Je réponds par mes meilleurs sourires, pendant que le gommeux fait des grimaces implorantes et me prie de lui laisser porter ma queue. Il l’a fait hier et reçut le surnom de porte-queue.

Nous avons fait une partie de croquet.

Agréablement échauffée, je rentrai dans le salon chinois (ainsi nommé à cause des vases et des poupées) et m’asseyant, par terre, me mis à ranger mes pinceaux et mes couleurs.
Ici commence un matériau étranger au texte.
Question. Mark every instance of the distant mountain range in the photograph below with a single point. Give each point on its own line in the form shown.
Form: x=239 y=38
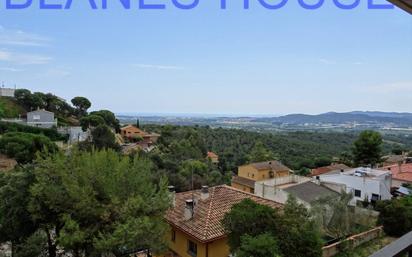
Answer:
x=403 y=119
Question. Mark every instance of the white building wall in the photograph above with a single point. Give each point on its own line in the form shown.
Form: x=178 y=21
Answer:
x=7 y=92
x=367 y=185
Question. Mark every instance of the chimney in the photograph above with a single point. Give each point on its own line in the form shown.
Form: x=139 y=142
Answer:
x=204 y=194
x=189 y=209
x=172 y=193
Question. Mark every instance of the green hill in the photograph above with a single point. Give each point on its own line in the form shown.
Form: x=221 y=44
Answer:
x=9 y=108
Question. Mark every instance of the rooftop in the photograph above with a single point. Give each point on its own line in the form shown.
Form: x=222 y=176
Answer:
x=205 y=225
x=327 y=169
x=365 y=172
x=400 y=172
x=273 y=165
x=243 y=181
x=310 y=192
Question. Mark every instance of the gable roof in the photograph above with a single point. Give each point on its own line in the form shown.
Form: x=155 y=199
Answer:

Mon père est incrédule quant à mes talents, Je fis asseoir Michel dans un fauteuil, Gritz dans un autre, et me plaçant par terre, je fis en quinze minutes la caricature de Michel sur une planche que Gritz tenait, me servant de chevalet. Et tout en donnant à droite et à gauche des coups de pinceau, je sentais que j’étais dévorée des yeux.

Mon père fut content et Michel me baisa la main. Je montai et me mis au piano. Pacha m’écoutait de loin. Bientôt arrivèrent les autres et ils se placèrent comme hier. Mais passant de la musique à la conversation, Gritz et Michel parlèrent d’un hiver à Pétersbourg.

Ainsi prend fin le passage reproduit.